A startling new feature spotted at an Aldi store in Sydney has shoppers proposing sinister theories online as to what the technology may be used for.
A photo of the self-serve checkout at the Oxford Village Centre store was shared on Reddit on Tuesday and shows a large, "high definition" camera and monitoring screen overhead, which says "monitoring in progress". The cameras had some suggesting facial recognition is now being used in Aldi stores.
The new addition has sparked a wave of privacy and surveillance concerns. "Wonder what the laws are around storing and using facial recognition in stores," the poster expressed alongside the image.
Theories about Aldi's new tech emerge
Others suggested the tech is likely "more of a visual deterrent" to help weed out shoplifters.
"I believe they're using the technology that recognises instances of self-serve theft to develop a nationwide database of profiles of serial shoplifters to use in conjunction with facial recognition throughout the store," one person suggested, noting this tech appears different to that used at Coles and Woolworths which detects when items haven't scanned.
Aldi responds to facial recognition claim
Aldi has shut down such theories and told Yahoo News it does not currently use facial recognition or AI technology in its stores.
In a statement to Yahoo News, a spokesperson for Aldi said CCTV ensures the safety of customers and employees and it's also used "to monitor for theft", they said.
"We are trialling a variety of new CCTV technologies across a select number of stores which are in line with all relevant surveillance laws," the spokesperson said.
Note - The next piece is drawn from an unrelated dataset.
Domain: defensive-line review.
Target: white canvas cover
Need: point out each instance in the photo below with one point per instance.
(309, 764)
It's understood a sign is displayed in all stores when customers enter informing them that CCTV surveillance is in operation.
Controversial face recognition tech called out
Surveillance in supermarkets is not new and has been rolled out in various forms across Coles, Woolworths and other large independent stores. But face recognition tech has been heavily criticised in the past. Last year, an investigation by consumer watchdog CHOICE revealed Kmart, Bunnings and The Good Guys were using the problematic technology on unsuspecting customers, which is a "completely inappropriate and unnecessary use of the technology", consumer data advocate Kate Bower said.
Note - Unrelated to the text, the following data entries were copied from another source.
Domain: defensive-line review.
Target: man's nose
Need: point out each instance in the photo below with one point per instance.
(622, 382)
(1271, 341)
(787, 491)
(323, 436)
CHOICE claimed the commercial use of facial recognition poses potential issues to people, such as privacy breaches, identity fraud, data theft and unethical use.
In June last year, Woolworths adamantly dismissed claims it used face recognition in its stores after a screenshot of a training module circulated online, claiming Woolworths uses "facial mapping to identify thieves".
A spokesperson for Woolworths confirmed to Yahoo News Australia it was an innocent mistake made by poor wording and was quickly rectified.